I agree entirely with the opinion of the court so eloquently written by Mr. Justice Isagani A. Cruz. At the same time, I wish to add
a few statements to reflect my understanding of what the Court is saying.

A statute which by its terms provides for its coming into effect immediately upon approval thereof, is properly interpreted as
coming into effect immediately upon publication thereof in the Official Gazette as provided in Article 2 of the Civil Code. Such
statute, in other words, should not be regarded as purporting literally to come into effect immediately upon its approval or
enactment and without need of publication. For so to interpret such statute would be to collide with the constitutional obstacle
posed by the due process clause. The enforcement of prescriptions which are both unknown to and unknowable by those
subjected to the statute, has been throughout history a common tool of tyrannical governments. Such application and enforcement
constitutes at bottom a negation of the fundamental principle of legality in the relations between a government and its people.

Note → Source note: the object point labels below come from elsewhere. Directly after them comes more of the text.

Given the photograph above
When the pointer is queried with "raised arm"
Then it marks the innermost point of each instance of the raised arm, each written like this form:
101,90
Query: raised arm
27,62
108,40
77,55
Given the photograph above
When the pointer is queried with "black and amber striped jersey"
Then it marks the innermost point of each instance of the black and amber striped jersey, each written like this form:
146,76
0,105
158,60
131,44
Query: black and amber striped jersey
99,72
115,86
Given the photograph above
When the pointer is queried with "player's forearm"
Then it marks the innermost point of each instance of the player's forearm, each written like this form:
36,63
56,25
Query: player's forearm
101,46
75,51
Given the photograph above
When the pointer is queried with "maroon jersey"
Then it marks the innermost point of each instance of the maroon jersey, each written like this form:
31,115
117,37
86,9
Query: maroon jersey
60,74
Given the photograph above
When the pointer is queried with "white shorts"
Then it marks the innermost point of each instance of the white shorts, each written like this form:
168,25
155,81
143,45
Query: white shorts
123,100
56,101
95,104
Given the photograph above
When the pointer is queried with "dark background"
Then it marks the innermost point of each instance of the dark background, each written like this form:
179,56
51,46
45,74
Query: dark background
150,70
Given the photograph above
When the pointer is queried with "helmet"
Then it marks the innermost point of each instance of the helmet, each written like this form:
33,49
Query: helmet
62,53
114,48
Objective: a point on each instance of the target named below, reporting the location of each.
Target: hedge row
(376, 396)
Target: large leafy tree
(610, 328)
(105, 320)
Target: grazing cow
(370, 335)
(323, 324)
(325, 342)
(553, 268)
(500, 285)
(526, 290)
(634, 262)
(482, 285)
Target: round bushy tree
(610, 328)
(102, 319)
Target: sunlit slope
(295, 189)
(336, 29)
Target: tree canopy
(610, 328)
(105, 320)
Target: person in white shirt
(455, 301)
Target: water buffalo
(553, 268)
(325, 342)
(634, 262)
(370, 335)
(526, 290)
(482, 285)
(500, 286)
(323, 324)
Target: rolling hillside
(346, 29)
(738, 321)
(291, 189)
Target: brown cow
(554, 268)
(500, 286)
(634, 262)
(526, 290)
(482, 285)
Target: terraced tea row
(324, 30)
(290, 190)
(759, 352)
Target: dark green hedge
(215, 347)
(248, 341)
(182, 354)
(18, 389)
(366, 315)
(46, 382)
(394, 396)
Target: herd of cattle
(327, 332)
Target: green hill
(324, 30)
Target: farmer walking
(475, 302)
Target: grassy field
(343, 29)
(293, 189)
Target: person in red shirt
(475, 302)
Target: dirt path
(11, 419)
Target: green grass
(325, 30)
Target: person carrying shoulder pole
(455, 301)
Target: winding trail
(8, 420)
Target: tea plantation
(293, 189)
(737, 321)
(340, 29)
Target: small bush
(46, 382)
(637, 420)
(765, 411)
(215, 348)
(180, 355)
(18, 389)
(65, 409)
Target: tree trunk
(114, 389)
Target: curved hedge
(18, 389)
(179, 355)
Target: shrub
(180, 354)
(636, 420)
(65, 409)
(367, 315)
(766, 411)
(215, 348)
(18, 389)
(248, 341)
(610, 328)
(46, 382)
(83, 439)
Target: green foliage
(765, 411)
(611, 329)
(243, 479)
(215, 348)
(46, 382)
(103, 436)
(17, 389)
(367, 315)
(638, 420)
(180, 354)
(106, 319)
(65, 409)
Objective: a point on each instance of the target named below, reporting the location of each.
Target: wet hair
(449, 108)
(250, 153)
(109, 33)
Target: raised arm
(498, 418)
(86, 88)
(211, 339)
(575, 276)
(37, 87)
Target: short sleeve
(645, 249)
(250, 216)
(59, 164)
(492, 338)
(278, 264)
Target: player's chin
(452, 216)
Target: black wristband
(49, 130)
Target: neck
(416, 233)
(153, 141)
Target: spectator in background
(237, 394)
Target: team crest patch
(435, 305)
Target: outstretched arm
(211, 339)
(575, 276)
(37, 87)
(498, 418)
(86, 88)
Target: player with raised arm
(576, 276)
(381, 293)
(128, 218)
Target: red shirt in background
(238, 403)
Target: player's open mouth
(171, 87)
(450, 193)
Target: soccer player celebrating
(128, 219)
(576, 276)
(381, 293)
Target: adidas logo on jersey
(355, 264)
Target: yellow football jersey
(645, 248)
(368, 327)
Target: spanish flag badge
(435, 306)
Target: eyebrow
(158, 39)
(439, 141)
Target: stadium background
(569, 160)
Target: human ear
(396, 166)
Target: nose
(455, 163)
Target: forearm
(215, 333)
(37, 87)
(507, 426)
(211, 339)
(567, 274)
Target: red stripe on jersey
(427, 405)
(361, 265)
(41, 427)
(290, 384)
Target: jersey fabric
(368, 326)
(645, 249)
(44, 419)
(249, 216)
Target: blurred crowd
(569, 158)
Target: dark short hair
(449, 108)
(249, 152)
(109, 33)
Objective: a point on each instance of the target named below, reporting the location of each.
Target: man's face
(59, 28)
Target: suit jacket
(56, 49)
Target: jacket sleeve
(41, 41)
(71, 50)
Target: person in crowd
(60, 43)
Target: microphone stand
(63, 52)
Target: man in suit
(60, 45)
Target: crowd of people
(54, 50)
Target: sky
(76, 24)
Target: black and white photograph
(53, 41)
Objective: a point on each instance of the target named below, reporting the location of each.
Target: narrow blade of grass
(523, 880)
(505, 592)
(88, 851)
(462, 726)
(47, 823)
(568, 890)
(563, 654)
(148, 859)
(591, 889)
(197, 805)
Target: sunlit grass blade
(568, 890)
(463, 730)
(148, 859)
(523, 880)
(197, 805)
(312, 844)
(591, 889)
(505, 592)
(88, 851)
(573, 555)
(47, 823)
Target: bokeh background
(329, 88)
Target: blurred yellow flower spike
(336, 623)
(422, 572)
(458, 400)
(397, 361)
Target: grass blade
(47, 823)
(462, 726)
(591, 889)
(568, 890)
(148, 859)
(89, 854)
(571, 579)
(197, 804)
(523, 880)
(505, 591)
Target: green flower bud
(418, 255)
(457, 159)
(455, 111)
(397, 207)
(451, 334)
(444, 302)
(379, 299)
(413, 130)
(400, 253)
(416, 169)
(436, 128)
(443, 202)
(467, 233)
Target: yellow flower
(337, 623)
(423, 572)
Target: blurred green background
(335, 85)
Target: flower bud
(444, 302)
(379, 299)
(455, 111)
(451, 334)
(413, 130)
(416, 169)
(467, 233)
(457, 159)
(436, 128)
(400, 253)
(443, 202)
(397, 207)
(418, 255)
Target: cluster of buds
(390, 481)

At the same time, it is clear that the requirement of publication of a statute in the Official Gazette, as distinguished from any
other medium such as a newspaper of general circulation, is embodied in a statutory norm and is not a constitutional command.
The statutory norm is set out in Article 2 of the Civil Code and is supported and reinforced by Section 1 of Commonwealth Act
No. 638 and Section 35 of the Revised Administrative Code. A specification of the Official Gazette as the prescribed medium of
publication may therefore be changed. Article 2 of the Civil Code could, without creating a constitutional problem, be amended
by a subsequent statute providing, for instance, for publication either in the Official Gazette or in a newspaper of general
circulation in the country. Until such an amendatory statute is in fact enacted, Article 2 of the Civil Code must be obeyed and
publication effected in the Official Gazette and not in any other medium.